Mavie (Lolita Chammah), jeune fille surannée fraîchement installée à Paris, devient l’assistante de Georges (Jean Sorel), libraire misanthrope à la culture encyclopédique et au passé mystérieux. Le lien profond qui se noue entre ces deux drôles d’oiseaux éclaire leur solitude.

Tournant volontairement le dos à la représentation au cinéma des choses telles qu’elles sont dans la vie, Elise Girard nous plonge dans un Paris parallèle et décalé où les goélands meurent en plein vol et où les militants anti-nucléaires courent les rues.
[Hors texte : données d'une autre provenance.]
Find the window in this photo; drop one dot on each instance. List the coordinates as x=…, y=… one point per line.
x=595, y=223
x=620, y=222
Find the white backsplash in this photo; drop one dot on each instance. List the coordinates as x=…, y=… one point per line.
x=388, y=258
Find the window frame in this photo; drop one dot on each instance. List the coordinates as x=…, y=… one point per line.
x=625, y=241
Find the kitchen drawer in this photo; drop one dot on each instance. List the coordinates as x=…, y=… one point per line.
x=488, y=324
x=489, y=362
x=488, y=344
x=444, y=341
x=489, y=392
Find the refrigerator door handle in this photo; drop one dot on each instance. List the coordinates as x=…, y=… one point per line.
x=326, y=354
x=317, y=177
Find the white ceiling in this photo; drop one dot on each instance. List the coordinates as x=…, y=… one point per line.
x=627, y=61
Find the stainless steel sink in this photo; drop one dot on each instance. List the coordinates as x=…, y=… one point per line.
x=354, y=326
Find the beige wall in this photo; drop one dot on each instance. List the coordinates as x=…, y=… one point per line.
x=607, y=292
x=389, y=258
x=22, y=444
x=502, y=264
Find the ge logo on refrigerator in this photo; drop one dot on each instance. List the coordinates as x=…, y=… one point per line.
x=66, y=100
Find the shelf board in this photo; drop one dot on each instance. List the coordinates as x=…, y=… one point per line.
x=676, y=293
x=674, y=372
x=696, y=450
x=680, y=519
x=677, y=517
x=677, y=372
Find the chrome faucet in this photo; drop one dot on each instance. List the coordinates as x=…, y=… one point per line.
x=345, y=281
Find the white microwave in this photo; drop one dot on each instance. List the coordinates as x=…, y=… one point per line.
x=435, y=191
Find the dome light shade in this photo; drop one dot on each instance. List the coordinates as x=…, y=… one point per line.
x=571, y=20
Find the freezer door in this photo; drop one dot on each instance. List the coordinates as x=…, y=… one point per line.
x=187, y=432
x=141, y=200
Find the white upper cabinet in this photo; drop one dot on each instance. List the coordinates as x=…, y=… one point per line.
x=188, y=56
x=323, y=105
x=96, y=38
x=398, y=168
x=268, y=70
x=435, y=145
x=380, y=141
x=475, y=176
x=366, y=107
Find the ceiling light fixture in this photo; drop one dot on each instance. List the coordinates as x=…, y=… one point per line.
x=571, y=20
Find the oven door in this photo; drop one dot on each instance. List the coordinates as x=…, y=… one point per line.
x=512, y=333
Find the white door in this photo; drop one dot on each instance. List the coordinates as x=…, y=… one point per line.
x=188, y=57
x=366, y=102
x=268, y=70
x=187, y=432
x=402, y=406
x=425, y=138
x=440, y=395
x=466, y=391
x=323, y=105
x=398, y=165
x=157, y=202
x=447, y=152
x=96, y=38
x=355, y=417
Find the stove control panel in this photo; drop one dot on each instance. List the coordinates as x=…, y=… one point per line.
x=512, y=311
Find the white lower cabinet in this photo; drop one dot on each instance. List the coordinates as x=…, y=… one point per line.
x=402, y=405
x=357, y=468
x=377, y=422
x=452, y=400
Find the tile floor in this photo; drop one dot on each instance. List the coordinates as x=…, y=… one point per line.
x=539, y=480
A l’intérieur de cet univers où le romanesque est d’emblée roi, l’on n’est point choqué d’entendre les personnages s’exprimer comme des livres, devisant littérature, politique et sens de la vie. Si le jeu rêche, dénué de coquetterie, de Lolita Chammah vaut à lui seul son pesant de d’or, la partition la plus délicieuse reste celle de Jean Sorel, vieil érudit que la vie a désillusionné, aux répliques iconoclastes et jouissives.

« Il suffirait de presque rien, pourtant personne, tu le sais bien, ne repasse par sa jeunesse… » En bande-son de l’histoire d’amour se défiant du fossé générationnel que fait éclore sous nos yeux Elise Girard, la célèbre chanson de Reggiani ne déparierait pas. En effet, le second long-métrage de la réalisatrice de Belleville Tokyo est empreint de la mélancolie de ceux qui regrettent d’être né trop tôt ou trop tard pour vieillir avec la personne qu’ils aiment. Cette douleur amoureuse se double, pour la jeune fille qui hérite du monde que le premier a échoué à transformer, d’une nostalgie pour une époque révolue où la vie culturelle et politique était plus exaltante, où les débats d’idées faisaient vibrer Saint-Germain-des-Prés et où les utopies n’étaient pas reléguées dans les poubelles d’une Histoire prétendument achevée. À travers ses dialogues très littéraires, sa voix off friande de calembours, ses ouvertures en œil et sa liberté narrative, Elise Girard, pour qui rien n’a été produit de neuf après l’insurpassable Mépris, nous livre un film joliment anachronique, petit bout de Nouvelle Vague égaré au XXIème siècle.